Średni Dave zmrużył oczy.
— I w tej… wieży… jest cenny towar?
— O tak.
— To czemu nie ma strażników?
— Ta… osoba, która jest właścicielem, nie zdaje sobie sprawy z wartości tych… tego, co posiada.
— Zamki?
— Po drodze zabierzemy ślusarza.
— Kogo?
— Pana Browna.
Pokiwali głowami. Każdy, a przynajmniej każdy w „tym biznesie” — a każdy w „tym biznesie” wiedział, co to za biznes, a jeśli nie wiedział, to nie był biznesmenem — znał pana Browna. Jego obecność przydawała pracy pewnej szacowności. Był eleganckim starszym panem, który osobiście skonstruował większość narzędzi, jakie nosił w skórzanej walizeczce. Nieważne, jak chytrych sposobów człowiek użył, by dotrzeć do odpowiedniego miejsca, pokonać niewielką armię i odnaleźć ukryty skarbiec — wcześniej czy później posyłał po pana Browna. A on zjawiał się ze swoją skórzaną walizeczką, swoimi metalowymi cackami, swoimi małymi fiolkami dziwnej alchemii, w swoich małych lśniących bucikach. Przez dziesięć minut stał tylko i przyglądał się zamkowi, potem wybierał kawałek zgiętego metalu z kółka, na którym wisiało kilkaset niemal identycznych kawałków, i niecałą godzinę później odchodził, zabierając solidne dziesięć procent zysku. Oczywiście, nie było obowiązku korzystania z usług pana Browna. Można przecież spędzić resztę życia, wpatrując się w zamknięte drzwi.

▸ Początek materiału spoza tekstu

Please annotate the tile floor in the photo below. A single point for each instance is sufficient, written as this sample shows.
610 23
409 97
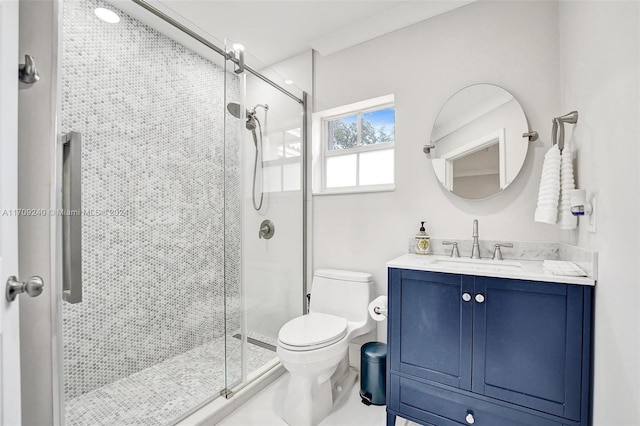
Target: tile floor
265 409
161 394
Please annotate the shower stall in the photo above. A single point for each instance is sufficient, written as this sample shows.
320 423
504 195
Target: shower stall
170 296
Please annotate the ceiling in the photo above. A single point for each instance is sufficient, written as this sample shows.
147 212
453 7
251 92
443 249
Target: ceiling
273 30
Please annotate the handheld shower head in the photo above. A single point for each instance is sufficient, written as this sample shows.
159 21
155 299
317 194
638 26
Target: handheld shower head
234 109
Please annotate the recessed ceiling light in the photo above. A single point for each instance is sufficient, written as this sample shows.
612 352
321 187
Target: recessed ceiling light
107 15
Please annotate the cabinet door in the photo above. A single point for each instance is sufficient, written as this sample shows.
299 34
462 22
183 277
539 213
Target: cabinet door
527 344
430 327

— No dobra — rzekł Brzoskwinia. — Co to za miejsce?
Herbatka uśmiechnął się do niego.
— To ja wam płacę. Dlaczego to nie ja zadaję pytania?
Tym razem Brzoskwinia nie próbował nawet patrzeć w szklane oko.
— Chcę tylko być przygotowany, i tyle… — mruknął.
— Dobre rozpoznanie to nieodzowny element udanej operacji — stwierdził Herbatka. Odwrócił wzrok ku cielsku, które było Banjem. — Co to jest? — zapytał.
— To Banjo — odparł Średni Dave, skręcając sobie papierosa.
— Umie robić sztuczki?
Na moment czas się zatrzymał. Trzej mężczyźni spojrzeli na Średniego Dave’a. W ankhmorporskiej warstwie profesjonalistów uchodził za człowieka cierpliwego i rozważnego. Uważano go za pewnego rodzaju intelektualistę, ponieważ niektóre z jego tatuaży nie zawierały błędów ortograficznych. Można było na niego liczyć w trudnych sytuacjach, a przede wszystkim był uczciwy, ponieważ dobrzy przestępcy muszą być uczciwi. Jeśli miał jakąś wadę, to skłonność do wymierzania surowej i ostatecznej kary każdemu, kto źle się wyraził o jego bracie.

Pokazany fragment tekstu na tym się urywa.